« Il reconnaît son implication dans la disparition de sa femme et tenait à libérer sa conscience », assurent ses deux conseils, qui ont révélé l’existence de cette lettre dans La Dépêche du Midi. Ils précisent qu’il se met désormais à la disposition de la justice pour aider à retrouver le corps de Delphine.
Pour en arriver là, expliquent-ils, il a fallu des mois de travail patient pour l’aider à sortir de l’engrenage du mensonge. Ses défenseurs disent avoir attendu qu’il soit prêt afin que ses aveux soient complets et non biaisés, avant de les présenter à l’institution judiciaire.
« Il n’a qu’une hâte »: retourner sur les lieux avec les enquêteurs
Le lendemain de la révélation de la lettre, Mes Guy Debuisson et Pierre Debuisson se rendent à Seysses pour voir leur client. Ils le trouvent soulagé d’avoir parlé, mais tendu, les yeux rivés sur les émissions télévisées qui commentent son revirement.
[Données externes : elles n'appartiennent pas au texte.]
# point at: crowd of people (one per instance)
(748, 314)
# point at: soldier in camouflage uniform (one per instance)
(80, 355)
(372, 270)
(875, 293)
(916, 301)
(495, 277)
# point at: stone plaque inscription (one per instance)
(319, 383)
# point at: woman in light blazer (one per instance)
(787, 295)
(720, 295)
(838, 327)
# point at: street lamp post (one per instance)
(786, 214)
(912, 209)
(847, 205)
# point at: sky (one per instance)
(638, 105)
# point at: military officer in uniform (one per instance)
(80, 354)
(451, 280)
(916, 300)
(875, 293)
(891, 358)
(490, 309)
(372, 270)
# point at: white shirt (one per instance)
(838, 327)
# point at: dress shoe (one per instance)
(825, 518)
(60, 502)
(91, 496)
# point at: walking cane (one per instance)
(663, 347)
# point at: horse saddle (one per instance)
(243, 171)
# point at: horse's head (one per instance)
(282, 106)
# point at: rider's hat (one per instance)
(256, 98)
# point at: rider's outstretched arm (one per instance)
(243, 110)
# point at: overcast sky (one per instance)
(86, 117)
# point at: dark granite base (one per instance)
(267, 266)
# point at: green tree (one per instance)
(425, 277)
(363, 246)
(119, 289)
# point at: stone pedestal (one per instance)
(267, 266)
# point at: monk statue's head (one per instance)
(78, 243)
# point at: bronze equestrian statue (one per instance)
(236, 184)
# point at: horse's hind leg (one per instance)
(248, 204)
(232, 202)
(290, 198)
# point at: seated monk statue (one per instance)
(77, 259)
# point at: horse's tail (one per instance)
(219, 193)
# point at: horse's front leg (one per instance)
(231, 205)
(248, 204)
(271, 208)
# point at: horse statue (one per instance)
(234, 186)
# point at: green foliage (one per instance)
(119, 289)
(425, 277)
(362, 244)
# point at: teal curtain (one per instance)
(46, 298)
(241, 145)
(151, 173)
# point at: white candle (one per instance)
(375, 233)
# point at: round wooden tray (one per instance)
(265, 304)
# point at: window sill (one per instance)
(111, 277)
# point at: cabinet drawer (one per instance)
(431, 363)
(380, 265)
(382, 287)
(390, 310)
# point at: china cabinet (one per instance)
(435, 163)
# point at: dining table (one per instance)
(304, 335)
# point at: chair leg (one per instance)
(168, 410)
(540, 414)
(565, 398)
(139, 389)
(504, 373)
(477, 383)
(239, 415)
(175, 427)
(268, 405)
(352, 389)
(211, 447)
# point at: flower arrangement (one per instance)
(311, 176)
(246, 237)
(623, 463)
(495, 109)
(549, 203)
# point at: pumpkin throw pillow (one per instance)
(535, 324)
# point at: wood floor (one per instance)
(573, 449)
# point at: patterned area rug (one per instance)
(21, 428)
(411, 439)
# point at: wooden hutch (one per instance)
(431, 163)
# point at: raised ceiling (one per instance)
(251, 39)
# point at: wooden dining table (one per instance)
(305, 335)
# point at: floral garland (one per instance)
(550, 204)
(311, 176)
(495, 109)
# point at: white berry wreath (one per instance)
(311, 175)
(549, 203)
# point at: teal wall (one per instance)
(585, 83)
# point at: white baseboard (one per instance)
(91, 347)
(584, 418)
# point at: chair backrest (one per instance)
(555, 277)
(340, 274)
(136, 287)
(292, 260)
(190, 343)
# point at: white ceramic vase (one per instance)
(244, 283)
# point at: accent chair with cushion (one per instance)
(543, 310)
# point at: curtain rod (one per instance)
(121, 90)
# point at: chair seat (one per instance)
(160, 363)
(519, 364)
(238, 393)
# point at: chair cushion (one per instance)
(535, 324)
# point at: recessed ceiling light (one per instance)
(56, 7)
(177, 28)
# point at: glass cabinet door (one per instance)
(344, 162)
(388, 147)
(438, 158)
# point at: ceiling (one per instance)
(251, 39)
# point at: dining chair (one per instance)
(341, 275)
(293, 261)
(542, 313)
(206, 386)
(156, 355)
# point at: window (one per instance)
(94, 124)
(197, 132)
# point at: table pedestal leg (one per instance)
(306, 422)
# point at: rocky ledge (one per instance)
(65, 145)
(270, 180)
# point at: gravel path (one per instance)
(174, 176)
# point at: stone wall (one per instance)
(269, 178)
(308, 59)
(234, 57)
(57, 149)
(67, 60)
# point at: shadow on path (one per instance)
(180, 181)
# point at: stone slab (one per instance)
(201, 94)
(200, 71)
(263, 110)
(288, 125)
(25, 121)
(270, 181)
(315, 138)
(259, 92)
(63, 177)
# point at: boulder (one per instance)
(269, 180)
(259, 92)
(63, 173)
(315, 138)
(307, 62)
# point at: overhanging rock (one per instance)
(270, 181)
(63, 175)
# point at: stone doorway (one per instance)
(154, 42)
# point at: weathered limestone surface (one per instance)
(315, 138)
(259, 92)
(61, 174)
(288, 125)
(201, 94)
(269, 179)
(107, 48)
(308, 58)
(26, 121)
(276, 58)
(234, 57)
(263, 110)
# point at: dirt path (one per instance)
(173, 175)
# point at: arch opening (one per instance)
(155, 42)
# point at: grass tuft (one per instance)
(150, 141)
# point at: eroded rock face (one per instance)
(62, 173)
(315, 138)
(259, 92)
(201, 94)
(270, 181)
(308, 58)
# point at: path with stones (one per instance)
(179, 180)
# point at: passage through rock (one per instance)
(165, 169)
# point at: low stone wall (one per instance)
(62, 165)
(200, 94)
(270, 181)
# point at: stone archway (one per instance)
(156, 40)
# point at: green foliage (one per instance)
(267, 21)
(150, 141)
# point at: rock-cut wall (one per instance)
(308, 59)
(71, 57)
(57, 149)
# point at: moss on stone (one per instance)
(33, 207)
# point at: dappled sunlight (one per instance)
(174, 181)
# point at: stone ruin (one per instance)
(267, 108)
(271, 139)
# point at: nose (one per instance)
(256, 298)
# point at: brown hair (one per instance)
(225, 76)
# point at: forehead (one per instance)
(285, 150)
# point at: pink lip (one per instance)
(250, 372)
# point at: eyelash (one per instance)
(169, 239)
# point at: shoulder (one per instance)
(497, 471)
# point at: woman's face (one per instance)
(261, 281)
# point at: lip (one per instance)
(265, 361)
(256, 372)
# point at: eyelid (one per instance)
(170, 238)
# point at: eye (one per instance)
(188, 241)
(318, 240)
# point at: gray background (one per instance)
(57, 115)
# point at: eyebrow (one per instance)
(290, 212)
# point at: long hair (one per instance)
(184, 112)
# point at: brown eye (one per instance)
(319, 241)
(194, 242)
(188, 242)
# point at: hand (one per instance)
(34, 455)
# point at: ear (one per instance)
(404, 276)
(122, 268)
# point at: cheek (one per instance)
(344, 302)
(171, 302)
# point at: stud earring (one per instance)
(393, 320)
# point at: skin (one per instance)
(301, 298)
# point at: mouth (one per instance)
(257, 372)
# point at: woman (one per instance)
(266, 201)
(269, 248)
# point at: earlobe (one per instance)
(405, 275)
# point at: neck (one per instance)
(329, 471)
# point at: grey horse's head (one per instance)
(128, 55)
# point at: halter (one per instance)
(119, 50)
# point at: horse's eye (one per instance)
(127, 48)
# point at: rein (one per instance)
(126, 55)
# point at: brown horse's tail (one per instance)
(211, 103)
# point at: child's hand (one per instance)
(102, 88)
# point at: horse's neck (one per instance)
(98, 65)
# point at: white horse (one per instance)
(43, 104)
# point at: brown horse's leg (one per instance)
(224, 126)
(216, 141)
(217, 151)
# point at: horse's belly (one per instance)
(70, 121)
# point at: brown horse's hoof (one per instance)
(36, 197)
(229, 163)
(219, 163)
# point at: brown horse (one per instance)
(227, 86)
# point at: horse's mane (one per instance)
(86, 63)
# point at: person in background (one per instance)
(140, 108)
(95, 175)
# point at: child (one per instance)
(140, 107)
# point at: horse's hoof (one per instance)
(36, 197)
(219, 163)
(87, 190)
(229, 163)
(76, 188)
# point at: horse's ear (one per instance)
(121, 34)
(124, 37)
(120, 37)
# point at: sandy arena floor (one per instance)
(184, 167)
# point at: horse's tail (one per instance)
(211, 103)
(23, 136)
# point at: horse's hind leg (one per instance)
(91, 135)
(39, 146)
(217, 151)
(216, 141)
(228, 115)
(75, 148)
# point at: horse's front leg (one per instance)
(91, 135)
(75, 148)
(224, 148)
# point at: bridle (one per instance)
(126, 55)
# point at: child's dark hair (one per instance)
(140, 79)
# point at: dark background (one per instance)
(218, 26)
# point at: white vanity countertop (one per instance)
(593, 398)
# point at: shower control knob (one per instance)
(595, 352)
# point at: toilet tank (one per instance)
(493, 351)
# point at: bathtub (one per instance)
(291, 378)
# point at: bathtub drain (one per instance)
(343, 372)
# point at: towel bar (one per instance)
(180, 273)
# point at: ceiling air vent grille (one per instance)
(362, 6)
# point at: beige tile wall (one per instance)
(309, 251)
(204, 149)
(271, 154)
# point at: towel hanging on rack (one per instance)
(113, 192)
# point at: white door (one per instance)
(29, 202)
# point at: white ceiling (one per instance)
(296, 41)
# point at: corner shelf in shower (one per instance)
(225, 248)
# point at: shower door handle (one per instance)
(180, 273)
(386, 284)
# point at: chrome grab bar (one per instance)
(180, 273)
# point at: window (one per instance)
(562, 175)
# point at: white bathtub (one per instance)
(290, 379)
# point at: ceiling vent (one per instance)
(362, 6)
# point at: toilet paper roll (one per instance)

« Il n’a qu’une hâte: décrire la chronologie de cette soirée à la présidente de la cour d’assises et se rendre sur les lieux pour aider les enquêteurs à retrouver le corps de Delphine », confient ses avocats. Une déclaration qui change profondément la donne à deux mois du procès en appel.
Jubillar sait, répètent ses conseils, que tout passe désormais par la découverte du corps. Retrouver la dépouille de son épouse constitue à la fois l’enjeu humain central de l’affaire et un élément potentiellement déterminant pour la juridiction d’appel qui devra se prononcer sur sa peine.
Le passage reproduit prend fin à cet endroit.